The problem was made more complicated by the fact that Nigeria has not ratified The Hague Convention on children, which deals with intercountry adoptions among other issues. Under the relevant 2002 UK law, ‘adoptions’ were defined to include an adoption recognised by the law of England and Wales ‘and effected under the law of any other country’ listed in a 2013 order. But without ratification of The Hague Convention, Nigeria is no longer on that list of countries where adoption is ‘reciprocally’ recognised.  

 

This meant that all other avenues were closed and the couple’s only option was to ask the court to recognise and approve V’s Nigerian adoption order.

 

The judge said for a foreign adoption to be recognised by UK law, it had to meet four criteria.

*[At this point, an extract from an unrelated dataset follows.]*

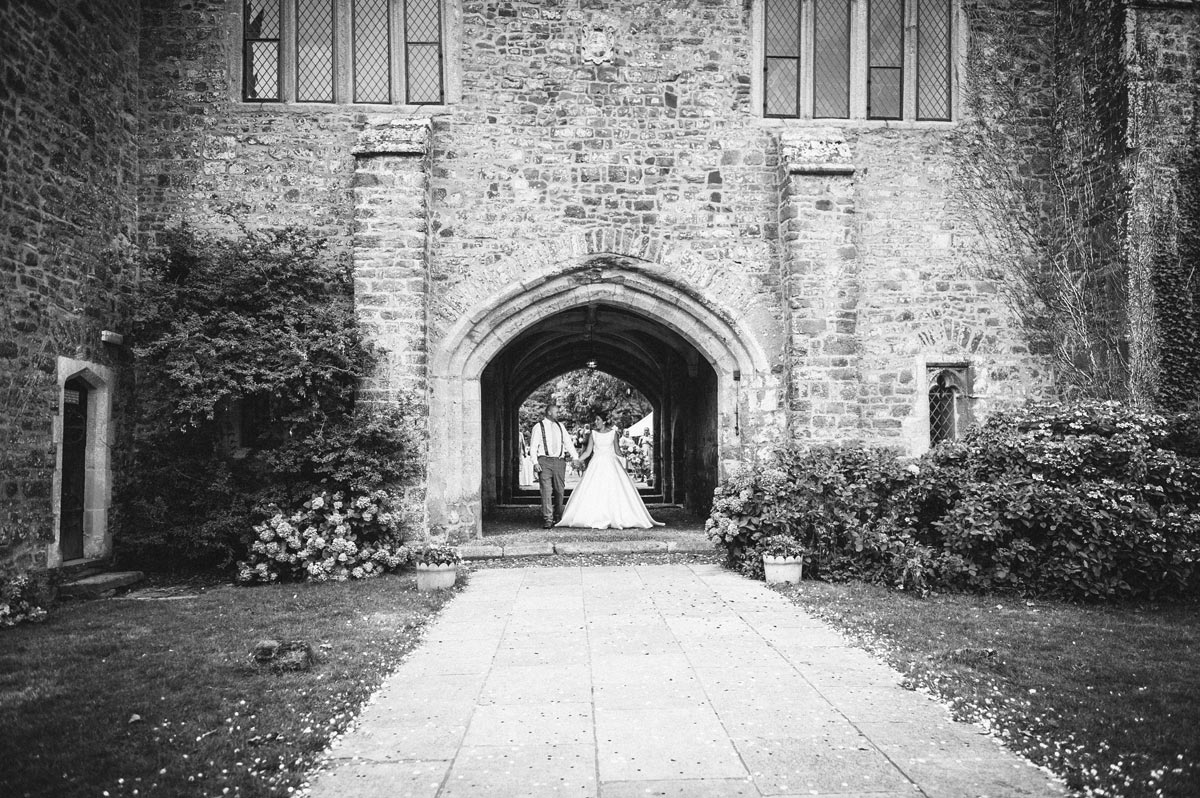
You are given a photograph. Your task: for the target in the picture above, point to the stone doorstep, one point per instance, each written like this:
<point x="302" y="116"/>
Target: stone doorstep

The parents wanting to adopt the child had to have been domiciled in that foreign country (Nigeria in this case) at the time of the adoption; the child must have been legally adopted under the law of the relevant foreign country; the foreign adoption had to have substantially the same ‘essential characteristics’ as a UK adoption and, lastly, there must be no public policy reason to refuse recognition of the adoption.

 

In working through these four criteria, the court had the input of an expert on Nigerian law, as well as documents and evidence on all aspects of the original adoption.

 

But apart from solving the technicalities and ensuring the family was able to live together, there were two other issues that stood out in the decision.

 

One was the sensitive, astute, attitude of the judge – highly experienced in cases involving family matters – to the couple in the middle of this complex problem. In her explanation of the background to the case, the judge commented: ‘V lives abroad with material relatives, he has almost daily contact using social media with Mr and Mrs W but the strain upon them (Mrs W in particular) of being separated from their long-awaited and much loved son was all too evident when Mrs W gave evidence.’

 

Later the judge referred to some ambiguities on the papers that were resolved in evidence by the couple. ‘Those evidential matters were very considerably buttressed by the oral evidence of Mrs W who was, in my assessment, a palpably honest and reliable woman.’

 

At another point Pauffley commented that there was, in her judgment, ‘no public policy reason, none at all, for refusing recognition. Indeed, it would be an affront to public policy to refuse to recognise V’s adoption order.’

 

Why I mention the judge’s comments is that they stand out in the midst of the court’s legal slog. Her words must give a sense of relief, vindication, encouragement, satisfaction even, to the couple after the long struggle for permission to have their child live with them. 

 

The second aspect that stood out for me was the judge’s comments about counsel in the matter, the two barristers who appeared – one for the couple and another for the Secretary of State for the Home Department.

 

She wrote, ‘I should make it quite clear at the outset that I am indebted to both Ms (Kathryn) Cronin and Ms (Claire) van Overdijk for two quite exceptional Skeleton Arguments. Their thorough analyses of the legal framework … are unparalleled in terms of content and discussion. Their arguments, concisely put, were extraordinarily well articulated both in writing and orally.’

 

It is rare to read any appreciation of counsel’s argument in a judgment, and I have never seen comments like ‘unparalleled’ and ‘extraordinarily well articulated’ used about one, let alone both. Pauffley’s remarks highlight the names of both the women who argued the case and would make any keen court-watcher sorry not to have been in court for what must have been a quite exceptional hearing.